[Seaside] thoughts on Seaside 3.0
jaredhirsch at yahoo.com
Mon Jul 14 19:07:37 UTC 2008
Ramon, Avi - what you're saying makes a lot of sense. I hope I didn't come off as a jerk, which is so easy to do on the internets. I know Smalltalk pretty well, and I'm getting to know Seaside, but haven't deployed a big project with it yet--one big reason being the concerns I outlined in my previous message. Your responses were really helpful and encouraging.
----- Original Message ----
From: Ramon Leon <ramon.leon at allresnet.com>
To: Seaside - general discussion <seaside at lists.squeakfoundation.org>
Sent: Monday, July 14, 2008 2:08:32 PM
Subject: RE: [Seaside] thoughts on Seaside 3.0
> In practice, the way it breaks down is this: the web designer hand
> codes the HTML, along with the CSS, in a mockup. He is responsible
> for the specification, essentially, of what HTML will be generated,
> and he cares, as you explain very well, about the HTML being
> I translate this to programmatic generation, refactoring as I go - I
> am responsible for implementing abstractions that match his HTML.
> Very occasionally, I will change his HTML in order to make *my* code
> more beautiful, ie, to make the abstractions simpler. But this is
> The longer we work on the same project, the faster this translation
> process is: a new mockup for a different page may have very different
> content and CSS, but the same basic patterns will appear in the HTML,
> and I can reuse the abstractions I already built.

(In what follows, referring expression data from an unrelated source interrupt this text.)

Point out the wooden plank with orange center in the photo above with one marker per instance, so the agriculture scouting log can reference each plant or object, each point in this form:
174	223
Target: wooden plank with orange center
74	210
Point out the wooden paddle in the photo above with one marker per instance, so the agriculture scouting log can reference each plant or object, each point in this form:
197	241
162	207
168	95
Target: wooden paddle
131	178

> The CSS is also iterated much, much more frequently than the HTML: he
> might commit tweaks to the CSS several times a day, but is unlikely to
> ask me to make a modification to the HTML more than once a week.

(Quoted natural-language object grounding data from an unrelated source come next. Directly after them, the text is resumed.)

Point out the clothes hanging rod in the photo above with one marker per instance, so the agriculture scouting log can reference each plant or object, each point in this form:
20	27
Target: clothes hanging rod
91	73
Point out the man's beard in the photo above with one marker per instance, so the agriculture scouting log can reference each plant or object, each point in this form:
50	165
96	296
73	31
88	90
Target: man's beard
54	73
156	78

Ditto, once the programmer figures out the style of html the designer likes
and what things he likes to be tagged with id's or given class names, the
programmer can abstract these things and the workflow becomes much smoother.
I also let the designer build the initial HTML mock up when I then translate
to Seaside. Initially, there's some effort required with programmer and
designer learning to work with each other, but when isn't that the case with
any two people?
As with Avi, these days I get maybe 1 or 2 requests a month to make very
minor changes to the html because my site has to support many different
skins for different clients and the designer learned very quickly that this
only works if he confines his changes to CSS. Changing the HTML for every
skin won't work, it'll break his other skins. I think this was a valuable
lesson in abstraction for him that more designers need to learn.
"The reality of the web is that good graphic designers create XHTML by hand,
and giving good designers control only of the CSS (like in seaside 2.8)
isn't nearly enough."
That might be your reality, it isn't mine. I'll let them create their HTML,
they just don't get to own or maintain it, HTML doesn't offer them the
necessary tools to do it properly, only code does, and that's why HTML
generation belong in the code where it's reusable and maintainable.